We also support the adoption of an interoperability roadmap for Ukraine’s transition to full interoperability with NATO, the prompt establishment of the Joint Analysis, Training and Education Centre in Bydgoszcz, Poland, and the ongoing strengthening of the NATO Representation to Ukraine (NRU). 
The NATO-Ukraine Council (NUC) should be used to the fullest extent and expanded whenever needed. We believe that engagements between the NUC and the NATO Parliamentary Assembly on the parliamentary dimension of the NATO-Ukraine relationship should be sought.

Despite the ongoing war, the Verkhovna Rada and other State institutions are delivering on Ukraine’s reform commitments for NATO and EU integration. The first UNIC report, presented by Rapporteur Yehor Cherniev, outlines Ukraine’s progress in areas ranging from defence procurement to anticorruption and national minority rights.

The NATO PA stands ready to support Ukrainian reforms, including through the Assembly’s special fund, which has been significantly increased in 2024, and by delivering on the series of practical measures agreed in 2023, which are designed to fortify our partnership with the Verkhovna Rada, including through stepped-up cooperation with the NRU.

We reiterate the Assembly’s repeated calls for supporting national and international initiatives to hold Russia accountable for the crime of aggression and to prosecute those who have committed war crimes, crimes against humanity and reported acts of genocide on the territory of Ukraine.
We also reiterate the need to put in place a Marshall Plan-type arrangement to facilitate and fund Ukraine’s post-war reconstruction. In this context, we welcome the recent initiatives by the United States, the EU and the G7 to use the revenues from frozen Russian assets to support Ukraine. Russia must pay for the damage it has caused to Ukraine’s economy and infrastructure.

We welcome the holding of the first Summit on Peace in Ukraine on 15-16 June and the progress achieved towards a framework for a comprehensive, just and lasting peace, based on international law, including the United Nations Charter. We continue to support Ukraine’s efforts to promote President Zelenskyy’s Peace Formula. 

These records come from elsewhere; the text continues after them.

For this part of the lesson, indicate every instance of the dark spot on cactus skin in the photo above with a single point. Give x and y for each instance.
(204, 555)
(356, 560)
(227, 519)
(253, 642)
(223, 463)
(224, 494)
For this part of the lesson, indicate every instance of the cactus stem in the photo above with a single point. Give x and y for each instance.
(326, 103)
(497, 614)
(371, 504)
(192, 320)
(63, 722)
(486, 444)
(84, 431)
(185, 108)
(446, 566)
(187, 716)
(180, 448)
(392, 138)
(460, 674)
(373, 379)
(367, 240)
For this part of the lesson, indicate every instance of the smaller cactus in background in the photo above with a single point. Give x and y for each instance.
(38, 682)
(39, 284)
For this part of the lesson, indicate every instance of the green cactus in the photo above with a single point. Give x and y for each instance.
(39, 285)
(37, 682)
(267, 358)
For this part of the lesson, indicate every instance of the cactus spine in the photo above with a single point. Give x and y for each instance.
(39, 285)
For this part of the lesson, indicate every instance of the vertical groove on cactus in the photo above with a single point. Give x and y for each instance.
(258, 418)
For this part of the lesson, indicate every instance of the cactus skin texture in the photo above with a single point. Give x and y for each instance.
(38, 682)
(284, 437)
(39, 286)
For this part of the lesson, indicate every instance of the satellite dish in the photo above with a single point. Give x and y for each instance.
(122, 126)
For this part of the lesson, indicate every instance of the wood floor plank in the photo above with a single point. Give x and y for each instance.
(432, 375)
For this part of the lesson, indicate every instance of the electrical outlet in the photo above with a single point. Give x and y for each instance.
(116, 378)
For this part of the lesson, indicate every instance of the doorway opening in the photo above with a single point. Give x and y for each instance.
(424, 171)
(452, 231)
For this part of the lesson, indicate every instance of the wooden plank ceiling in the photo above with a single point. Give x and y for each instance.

The NATO Parliamentary Assembly is institutionally separate from NATO but serves as an essential link between NATO and the parliaments of the NATO nations. It provides greater transparency of NATO policies and fosters better understanding of the Alliance’s objectives and missions among legislators and citizens of the Alliance.

The Ukraine-NATO Interparliamentary Council (UNIC) was created in 1998 to bring greater transparency to the implementation of the NATO Ukraine Charter and to demonstrate parliamentary interest and involvement in cooperation between NATO and Ukraine. It has since become a wider forum where members can discuss any issues of mutual concern. UNIC has played a leading role in the Assembly’s response to Russia’s renewed invasion.